The Israeli campaign in response has killed at least 59,733 Palestinians and destroyed much of the housing and infrastructure in the enclave, including the hospital system. The death toll is feared to be much higher due to thousands still missing under the rubble.
Activist boat Handala seized by Israel
Also on Sunday, Israeli forces seized and brought the pro-Palestinian activist boat Handala into the port of Ashdod on Sunday, after intercepting the vessel in international waters and detaining the crew, an AFP journalist saw.
Late last night, Israeli troops boarded a boat carrying activists from the Freedom Flotilla Coalition as it attempted to approach Gaza from the sea to challenge a naval blockade.
“Israeli forces illegally boarded ‘Handala’ in international waters, abducting 21 unarmed civilians,” the FFC said on X, sharing a video that showed purported Israeli soldiers taking away the activists.
“Demand your government end its complicity in Israeli war crimes, ensure the unhindered delivery of humanitarian aid, and call for the immediate release of all crew members,” the coalition said.

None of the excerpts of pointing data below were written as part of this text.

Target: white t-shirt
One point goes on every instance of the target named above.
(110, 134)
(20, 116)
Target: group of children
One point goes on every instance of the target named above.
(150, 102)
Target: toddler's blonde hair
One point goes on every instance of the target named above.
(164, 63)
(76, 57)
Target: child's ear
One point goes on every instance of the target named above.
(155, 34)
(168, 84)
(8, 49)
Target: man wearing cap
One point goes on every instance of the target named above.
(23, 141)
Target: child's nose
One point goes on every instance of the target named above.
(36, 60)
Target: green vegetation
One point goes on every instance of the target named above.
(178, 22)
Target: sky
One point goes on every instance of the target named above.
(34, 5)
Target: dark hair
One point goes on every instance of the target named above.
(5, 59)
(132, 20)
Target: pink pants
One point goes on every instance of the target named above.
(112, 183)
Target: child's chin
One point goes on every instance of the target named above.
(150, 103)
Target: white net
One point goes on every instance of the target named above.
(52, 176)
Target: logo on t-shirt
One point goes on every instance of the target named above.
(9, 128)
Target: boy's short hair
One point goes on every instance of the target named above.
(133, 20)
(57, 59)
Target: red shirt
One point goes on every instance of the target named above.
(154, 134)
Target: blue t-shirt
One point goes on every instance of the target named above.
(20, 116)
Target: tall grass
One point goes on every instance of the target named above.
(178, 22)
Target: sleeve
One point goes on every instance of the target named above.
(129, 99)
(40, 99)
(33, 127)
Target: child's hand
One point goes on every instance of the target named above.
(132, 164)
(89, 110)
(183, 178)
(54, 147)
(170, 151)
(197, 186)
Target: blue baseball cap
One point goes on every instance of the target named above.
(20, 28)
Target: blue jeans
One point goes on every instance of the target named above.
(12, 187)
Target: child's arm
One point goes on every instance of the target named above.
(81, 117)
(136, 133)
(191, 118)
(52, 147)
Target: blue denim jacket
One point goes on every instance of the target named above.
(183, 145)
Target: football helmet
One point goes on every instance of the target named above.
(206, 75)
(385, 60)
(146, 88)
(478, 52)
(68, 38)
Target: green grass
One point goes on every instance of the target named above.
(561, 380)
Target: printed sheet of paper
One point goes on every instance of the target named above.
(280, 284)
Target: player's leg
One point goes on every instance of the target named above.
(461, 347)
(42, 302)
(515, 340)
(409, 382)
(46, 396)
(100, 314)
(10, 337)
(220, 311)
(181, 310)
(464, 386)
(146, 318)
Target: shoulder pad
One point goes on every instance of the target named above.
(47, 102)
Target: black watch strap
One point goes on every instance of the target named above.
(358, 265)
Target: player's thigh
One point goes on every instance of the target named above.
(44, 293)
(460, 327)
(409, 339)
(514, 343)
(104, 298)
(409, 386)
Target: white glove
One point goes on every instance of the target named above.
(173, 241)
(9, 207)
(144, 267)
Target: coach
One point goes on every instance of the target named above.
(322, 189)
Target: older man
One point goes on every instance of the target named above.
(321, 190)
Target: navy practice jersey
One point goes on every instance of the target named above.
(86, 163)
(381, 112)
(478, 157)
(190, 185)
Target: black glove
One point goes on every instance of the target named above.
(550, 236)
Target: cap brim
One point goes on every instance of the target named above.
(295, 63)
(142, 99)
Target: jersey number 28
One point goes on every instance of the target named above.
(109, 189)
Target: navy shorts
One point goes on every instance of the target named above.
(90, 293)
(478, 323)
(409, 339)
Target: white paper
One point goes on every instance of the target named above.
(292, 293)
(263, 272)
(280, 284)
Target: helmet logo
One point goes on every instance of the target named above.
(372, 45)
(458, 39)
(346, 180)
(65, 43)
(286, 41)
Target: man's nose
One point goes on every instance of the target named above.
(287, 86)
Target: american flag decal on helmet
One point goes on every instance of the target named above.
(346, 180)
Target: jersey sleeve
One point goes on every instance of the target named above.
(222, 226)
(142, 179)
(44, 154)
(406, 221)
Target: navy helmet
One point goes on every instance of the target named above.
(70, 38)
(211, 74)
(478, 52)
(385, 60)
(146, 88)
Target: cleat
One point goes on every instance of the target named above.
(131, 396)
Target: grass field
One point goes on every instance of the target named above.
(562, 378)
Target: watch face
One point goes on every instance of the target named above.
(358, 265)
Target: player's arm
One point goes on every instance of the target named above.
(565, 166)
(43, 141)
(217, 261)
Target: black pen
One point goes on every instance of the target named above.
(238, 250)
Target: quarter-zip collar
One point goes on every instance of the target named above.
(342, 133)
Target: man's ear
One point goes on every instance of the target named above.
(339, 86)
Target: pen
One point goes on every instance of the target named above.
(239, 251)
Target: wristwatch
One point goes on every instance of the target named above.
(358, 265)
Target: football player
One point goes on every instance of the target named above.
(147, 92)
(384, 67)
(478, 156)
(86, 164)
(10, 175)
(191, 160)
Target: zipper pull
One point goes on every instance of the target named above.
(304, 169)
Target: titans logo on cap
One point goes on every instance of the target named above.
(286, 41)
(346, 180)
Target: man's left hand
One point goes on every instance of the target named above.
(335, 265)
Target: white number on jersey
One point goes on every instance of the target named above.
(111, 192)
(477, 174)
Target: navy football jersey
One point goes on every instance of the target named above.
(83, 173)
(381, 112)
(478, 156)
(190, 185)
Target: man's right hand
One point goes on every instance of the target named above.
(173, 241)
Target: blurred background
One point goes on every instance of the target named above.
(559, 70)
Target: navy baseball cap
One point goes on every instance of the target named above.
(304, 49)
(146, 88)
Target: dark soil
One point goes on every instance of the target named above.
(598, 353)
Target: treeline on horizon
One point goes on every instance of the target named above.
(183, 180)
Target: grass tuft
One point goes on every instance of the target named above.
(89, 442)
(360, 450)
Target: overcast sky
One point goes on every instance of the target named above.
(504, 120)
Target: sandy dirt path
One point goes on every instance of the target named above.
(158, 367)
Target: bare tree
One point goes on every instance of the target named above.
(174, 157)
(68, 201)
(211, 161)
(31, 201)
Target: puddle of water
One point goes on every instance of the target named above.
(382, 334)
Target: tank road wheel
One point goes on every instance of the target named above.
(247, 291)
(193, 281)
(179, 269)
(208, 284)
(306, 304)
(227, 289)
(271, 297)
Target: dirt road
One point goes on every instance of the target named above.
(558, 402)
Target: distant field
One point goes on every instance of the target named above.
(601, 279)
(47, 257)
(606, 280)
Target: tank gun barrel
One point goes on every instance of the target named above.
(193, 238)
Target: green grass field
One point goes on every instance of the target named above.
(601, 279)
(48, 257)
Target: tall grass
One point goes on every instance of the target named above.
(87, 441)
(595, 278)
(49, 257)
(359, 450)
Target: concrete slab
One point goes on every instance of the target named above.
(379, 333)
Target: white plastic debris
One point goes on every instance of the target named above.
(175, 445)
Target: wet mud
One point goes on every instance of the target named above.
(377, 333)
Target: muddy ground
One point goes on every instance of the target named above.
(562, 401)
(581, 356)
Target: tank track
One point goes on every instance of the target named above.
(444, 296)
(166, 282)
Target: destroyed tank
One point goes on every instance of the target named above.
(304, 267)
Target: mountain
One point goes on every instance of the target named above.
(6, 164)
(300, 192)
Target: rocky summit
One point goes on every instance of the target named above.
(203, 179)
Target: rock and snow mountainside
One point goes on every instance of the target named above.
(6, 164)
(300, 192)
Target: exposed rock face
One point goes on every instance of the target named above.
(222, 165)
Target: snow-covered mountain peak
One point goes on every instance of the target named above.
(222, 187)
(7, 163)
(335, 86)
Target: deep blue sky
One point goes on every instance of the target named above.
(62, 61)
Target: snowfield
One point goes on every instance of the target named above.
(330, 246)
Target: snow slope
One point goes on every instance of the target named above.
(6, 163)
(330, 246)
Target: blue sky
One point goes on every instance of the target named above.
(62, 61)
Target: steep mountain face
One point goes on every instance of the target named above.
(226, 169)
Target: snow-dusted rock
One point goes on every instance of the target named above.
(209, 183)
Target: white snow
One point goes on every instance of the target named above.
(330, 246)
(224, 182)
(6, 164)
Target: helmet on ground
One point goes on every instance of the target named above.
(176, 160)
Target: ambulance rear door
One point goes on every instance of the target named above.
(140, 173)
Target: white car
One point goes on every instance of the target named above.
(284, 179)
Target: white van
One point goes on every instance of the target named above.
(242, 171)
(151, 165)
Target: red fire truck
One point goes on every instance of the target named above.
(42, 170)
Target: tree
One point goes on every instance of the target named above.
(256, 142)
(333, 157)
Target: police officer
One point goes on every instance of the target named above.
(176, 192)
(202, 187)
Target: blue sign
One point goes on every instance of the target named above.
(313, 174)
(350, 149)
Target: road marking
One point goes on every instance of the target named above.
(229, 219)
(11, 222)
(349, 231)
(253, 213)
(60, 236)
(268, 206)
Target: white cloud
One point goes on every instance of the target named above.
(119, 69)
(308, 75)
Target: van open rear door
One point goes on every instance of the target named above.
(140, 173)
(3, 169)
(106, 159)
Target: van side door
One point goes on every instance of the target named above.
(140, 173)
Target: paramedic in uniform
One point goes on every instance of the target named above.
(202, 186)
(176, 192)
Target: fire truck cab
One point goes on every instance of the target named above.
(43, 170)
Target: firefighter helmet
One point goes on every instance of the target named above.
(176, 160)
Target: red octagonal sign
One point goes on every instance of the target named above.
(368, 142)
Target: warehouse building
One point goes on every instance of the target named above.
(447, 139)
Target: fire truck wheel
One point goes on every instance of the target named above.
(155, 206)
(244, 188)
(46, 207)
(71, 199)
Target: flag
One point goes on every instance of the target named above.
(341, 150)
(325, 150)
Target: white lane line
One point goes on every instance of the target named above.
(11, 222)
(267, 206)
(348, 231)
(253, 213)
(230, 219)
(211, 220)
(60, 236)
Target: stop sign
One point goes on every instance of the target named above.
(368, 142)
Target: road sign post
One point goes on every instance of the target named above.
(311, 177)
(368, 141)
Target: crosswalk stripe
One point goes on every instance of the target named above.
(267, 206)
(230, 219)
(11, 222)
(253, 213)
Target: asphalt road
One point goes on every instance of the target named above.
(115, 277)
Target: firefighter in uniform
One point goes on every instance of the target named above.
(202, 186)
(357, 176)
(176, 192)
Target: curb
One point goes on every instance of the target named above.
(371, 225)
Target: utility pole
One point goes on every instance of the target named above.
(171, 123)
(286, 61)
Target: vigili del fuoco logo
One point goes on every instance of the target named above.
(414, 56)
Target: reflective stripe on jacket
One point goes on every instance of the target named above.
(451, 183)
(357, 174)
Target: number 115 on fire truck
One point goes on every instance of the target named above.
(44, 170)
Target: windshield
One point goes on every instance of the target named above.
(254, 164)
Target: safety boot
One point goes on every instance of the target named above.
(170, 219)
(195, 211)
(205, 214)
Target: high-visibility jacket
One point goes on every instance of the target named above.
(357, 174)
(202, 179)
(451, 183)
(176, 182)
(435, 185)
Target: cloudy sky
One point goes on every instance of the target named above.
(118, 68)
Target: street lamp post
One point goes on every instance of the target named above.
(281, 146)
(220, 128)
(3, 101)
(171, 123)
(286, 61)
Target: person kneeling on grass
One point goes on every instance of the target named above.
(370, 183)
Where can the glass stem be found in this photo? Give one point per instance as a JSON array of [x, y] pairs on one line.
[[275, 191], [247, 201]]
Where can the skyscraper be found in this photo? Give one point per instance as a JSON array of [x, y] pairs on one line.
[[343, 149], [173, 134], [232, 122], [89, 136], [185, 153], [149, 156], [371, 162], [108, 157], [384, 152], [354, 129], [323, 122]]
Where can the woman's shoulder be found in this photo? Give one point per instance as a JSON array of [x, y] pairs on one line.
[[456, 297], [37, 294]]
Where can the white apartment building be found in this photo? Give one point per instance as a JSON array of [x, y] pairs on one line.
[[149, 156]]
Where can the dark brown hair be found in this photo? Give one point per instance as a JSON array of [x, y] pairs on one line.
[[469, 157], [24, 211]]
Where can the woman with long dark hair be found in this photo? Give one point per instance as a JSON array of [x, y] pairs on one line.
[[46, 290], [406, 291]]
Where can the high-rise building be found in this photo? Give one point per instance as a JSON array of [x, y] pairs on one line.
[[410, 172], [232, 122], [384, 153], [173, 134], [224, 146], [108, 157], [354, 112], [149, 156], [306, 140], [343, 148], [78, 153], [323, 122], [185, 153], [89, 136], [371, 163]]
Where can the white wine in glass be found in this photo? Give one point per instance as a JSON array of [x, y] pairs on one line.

The live feed on the Handala boat belonging to the FFC showed Israeli troops boarding the vessel. The soldiers moved in as the boat approached Gaza and three live video feeds of the scene broadcasting online were cut minutes later.
On board were activists from 10 countries, including two French MPs from the left-wing France Unbowed party, Emma Fourreau and Gabrielle Cathala.
The activists include at least five citizens from the United States, three from France, two from Italy, Spain and Australia, and one each from the United Kingdom, Norway and Tunisia.
The legal rights centre Adalah told AFP its lawyers were in Ashdod and had been allowed to speak to 19 members of the 21-strong international crew, which included two French parliamentarians and two Al Jazeera journalists.
The remaining two of those detained were dual US and Israeli citizens and had been transferred to police custody, Adalah said.
“After 12 hours at sea, following the unlawful interception of the Handala, Israeli authorities confirmed the vessel’s arrival at Ashdod port,” said the group, set up to campaign for the rights of Israel’s Arab population.
“Adalah reiterates that the activists aboard the Handala were part of a peaceful civilian mission to break through Israel’s illegal blockade on Gaza.”